Unfortunately, less than a year later, we still await the results of the initial investigation and the structural concerns are proving true once again. The cattle market in the wake of COVID-19 has responded similarly to how it did after the Holcomb plant fire. Once federal, state, and local authorities began instituting recommended and mandatory economic shutdowns in early March 2020, the cattle industry experienced a sharp decline in fed cattle and feeder cattle prices. At the same time, boxed beef prices skyrocketed. Consumers spoke volumes as evidenced by empty meat cases and high prices paid because they view our beef as essential for survival in this pandemic. The combination of these factors resulted in significant packer profit margins. All the while, livestock producers continue to receive a shrinking portion of the retail beef dollar paid by the American consumer. Additionally, a dramatically depressed futures market only worsens the pain by removing opportunities to manage price risk.

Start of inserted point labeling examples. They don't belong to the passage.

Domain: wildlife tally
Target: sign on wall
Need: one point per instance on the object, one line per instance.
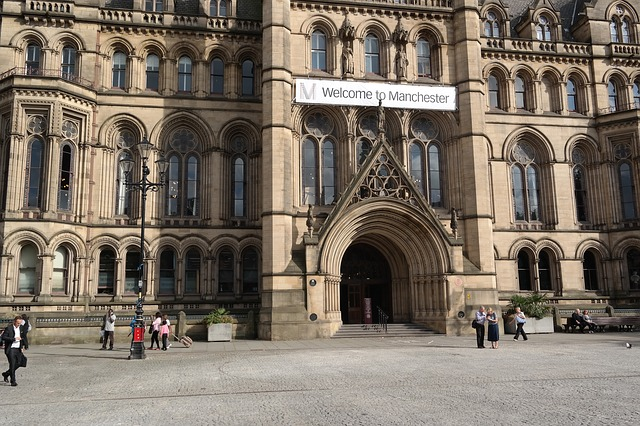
(354, 93)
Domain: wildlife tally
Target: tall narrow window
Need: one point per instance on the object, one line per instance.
(68, 62)
(424, 58)
(32, 63)
(217, 77)
(435, 184)
(27, 272)
(153, 72)
(65, 178)
(544, 272)
(118, 70)
(239, 186)
(167, 272)
(184, 74)
(318, 50)
(34, 174)
(524, 271)
(371, 54)
(627, 191)
(225, 271)
(491, 25)
(107, 271)
(309, 171)
(192, 271)
(60, 276)
(250, 271)
(590, 271)
(248, 78)
(571, 96)
(494, 92)
(612, 91)
(132, 266)
(416, 161)
(580, 193)
(520, 93)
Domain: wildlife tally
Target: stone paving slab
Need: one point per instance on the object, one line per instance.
(567, 379)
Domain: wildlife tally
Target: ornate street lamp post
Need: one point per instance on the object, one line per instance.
(143, 185)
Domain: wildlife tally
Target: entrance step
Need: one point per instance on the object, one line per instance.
(373, 330)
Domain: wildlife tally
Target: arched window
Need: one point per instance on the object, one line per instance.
(34, 173)
(424, 58)
(239, 179)
(32, 62)
(371, 54)
(524, 271)
(183, 175)
(543, 29)
(633, 268)
(192, 266)
(612, 90)
(68, 62)
(416, 162)
(60, 277)
(217, 76)
(590, 271)
(225, 271)
(153, 72)
(571, 96)
(580, 192)
(544, 272)
(521, 94)
(491, 25)
(248, 82)
(27, 271)
(318, 50)
(184, 74)
(627, 191)
(118, 70)
(250, 271)
(65, 178)
(132, 266)
(494, 92)
(107, 271)
(167, 272)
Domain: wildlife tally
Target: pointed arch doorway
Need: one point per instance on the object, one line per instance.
(365, 273)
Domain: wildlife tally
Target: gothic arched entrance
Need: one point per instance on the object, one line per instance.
(365, 275)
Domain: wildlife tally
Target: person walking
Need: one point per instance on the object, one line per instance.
(493, 331)
(155, 330)
(13, 338)
(520, 320)
(481, 318)
(109, 329)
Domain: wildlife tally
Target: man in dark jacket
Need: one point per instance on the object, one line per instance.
(13, 338)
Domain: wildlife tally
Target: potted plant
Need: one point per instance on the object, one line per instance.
(537, 310)
(219, 325)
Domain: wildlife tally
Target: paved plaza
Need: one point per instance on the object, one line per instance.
(567, 379)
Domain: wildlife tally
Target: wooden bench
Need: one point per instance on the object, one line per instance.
(623, 322)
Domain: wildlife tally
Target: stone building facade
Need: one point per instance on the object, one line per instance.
(422, 157)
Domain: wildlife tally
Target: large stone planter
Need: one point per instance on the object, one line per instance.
(220, 332)
(533, 325)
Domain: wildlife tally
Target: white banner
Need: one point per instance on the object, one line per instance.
(334, 92)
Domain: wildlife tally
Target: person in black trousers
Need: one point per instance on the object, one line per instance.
(481, 318)
(13, 338)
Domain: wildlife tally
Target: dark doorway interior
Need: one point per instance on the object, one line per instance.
(365, 274)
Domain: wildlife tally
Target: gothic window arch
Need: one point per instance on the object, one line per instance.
(425, 160)
(525, 183)
(28, 269)
(372, 54)
(182, 186)
(319, 168)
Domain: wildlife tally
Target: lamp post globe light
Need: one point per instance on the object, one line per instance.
(143, 185)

LMA is the national trade organization representing more than 75 percent of the regularly selling fixed facility livestock auction markets in the U.S. LMA also represents online and video marketing entities, and professional buyers: livestock dealers and order buyers. Our more than 800 livestock marketing business members each work with hundreds and even thousands of producers to utilize competitive markets to bring them the best prices for their animals. This adds up to hundreds of thousands of cattle producers served by markets.

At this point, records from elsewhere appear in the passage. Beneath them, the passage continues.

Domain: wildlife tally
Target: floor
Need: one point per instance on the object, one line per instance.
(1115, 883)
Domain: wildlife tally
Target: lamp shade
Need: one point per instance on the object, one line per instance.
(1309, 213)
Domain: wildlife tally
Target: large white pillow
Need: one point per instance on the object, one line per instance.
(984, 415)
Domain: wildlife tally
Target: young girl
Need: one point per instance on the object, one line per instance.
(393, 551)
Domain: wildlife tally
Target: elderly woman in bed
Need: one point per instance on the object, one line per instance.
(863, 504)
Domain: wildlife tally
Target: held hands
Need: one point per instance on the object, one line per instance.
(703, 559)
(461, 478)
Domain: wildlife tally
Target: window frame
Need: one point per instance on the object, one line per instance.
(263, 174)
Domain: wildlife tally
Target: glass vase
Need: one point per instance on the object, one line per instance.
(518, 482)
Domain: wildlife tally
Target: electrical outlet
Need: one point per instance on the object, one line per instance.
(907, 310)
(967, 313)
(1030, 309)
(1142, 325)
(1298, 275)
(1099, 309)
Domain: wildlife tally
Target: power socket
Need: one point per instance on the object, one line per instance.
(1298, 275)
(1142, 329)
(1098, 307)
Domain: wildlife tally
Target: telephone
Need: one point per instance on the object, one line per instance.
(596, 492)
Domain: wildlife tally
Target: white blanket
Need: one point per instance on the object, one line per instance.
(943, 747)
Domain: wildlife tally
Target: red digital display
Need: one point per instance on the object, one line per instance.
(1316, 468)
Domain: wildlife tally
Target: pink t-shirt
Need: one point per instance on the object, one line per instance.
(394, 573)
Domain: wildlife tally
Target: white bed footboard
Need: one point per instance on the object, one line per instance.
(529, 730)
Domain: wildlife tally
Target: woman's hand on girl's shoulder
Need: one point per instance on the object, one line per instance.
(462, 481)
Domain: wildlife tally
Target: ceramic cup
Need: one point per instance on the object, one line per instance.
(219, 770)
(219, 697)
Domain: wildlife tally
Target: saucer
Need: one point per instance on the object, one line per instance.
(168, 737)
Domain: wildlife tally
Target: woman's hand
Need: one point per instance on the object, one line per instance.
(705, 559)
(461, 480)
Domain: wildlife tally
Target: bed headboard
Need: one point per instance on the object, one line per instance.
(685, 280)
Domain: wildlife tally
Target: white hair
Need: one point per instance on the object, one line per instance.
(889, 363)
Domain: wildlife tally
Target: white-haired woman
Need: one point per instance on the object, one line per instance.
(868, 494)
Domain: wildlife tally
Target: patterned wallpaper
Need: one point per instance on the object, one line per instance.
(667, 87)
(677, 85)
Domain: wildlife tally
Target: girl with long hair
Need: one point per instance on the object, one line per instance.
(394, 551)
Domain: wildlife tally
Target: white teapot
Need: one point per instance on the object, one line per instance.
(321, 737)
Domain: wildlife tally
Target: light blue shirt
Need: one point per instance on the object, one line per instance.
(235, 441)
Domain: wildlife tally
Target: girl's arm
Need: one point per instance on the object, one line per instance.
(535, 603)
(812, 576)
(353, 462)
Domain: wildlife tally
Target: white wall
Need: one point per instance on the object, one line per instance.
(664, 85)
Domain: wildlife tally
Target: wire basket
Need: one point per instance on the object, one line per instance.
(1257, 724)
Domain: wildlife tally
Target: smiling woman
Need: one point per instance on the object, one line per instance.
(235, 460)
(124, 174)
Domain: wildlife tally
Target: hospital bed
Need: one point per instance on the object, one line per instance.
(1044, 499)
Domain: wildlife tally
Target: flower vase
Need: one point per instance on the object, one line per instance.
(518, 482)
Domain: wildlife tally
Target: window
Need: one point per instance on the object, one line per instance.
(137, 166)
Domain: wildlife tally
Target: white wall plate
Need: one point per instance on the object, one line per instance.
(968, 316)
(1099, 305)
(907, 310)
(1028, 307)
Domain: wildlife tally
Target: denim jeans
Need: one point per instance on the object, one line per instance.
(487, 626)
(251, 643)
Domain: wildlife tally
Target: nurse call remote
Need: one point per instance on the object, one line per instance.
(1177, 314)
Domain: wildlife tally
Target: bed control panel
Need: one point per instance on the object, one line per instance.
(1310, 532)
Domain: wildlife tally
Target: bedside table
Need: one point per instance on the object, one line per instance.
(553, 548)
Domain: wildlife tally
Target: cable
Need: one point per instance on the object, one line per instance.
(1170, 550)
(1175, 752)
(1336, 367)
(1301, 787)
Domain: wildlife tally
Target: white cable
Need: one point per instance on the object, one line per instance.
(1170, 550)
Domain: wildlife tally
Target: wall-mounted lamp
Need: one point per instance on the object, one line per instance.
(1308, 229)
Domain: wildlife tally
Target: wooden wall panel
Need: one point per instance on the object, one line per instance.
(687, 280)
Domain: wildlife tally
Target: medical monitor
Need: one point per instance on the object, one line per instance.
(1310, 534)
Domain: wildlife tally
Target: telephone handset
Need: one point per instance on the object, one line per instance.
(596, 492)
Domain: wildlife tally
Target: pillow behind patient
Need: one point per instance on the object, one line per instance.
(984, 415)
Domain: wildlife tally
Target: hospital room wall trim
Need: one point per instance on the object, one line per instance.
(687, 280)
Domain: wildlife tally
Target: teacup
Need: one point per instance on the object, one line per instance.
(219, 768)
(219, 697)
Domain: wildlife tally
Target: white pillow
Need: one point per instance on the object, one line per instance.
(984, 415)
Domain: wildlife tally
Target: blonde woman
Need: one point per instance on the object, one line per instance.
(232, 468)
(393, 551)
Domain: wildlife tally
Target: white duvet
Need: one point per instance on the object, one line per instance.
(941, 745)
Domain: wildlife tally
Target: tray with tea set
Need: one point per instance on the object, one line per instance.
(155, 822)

Our industry needs producers, feeders, markets, and packers. It is critical that each of these sectors have a reasonable opportunity to make a profit during the business cycle, ensuring a healthy and sustainable industry. However, if anti-competitive practices are at play in one segment, it risks pushing participants in other segments out of business. The cattle industry needs answers regarding what is behind the dramatic spread between live cattle and boxed beef prices and if there is any illegal activity involved. LMA believes that coordination between the USDA and DOJ in conducting an investigation is one step closer to market transparency and participant confidence.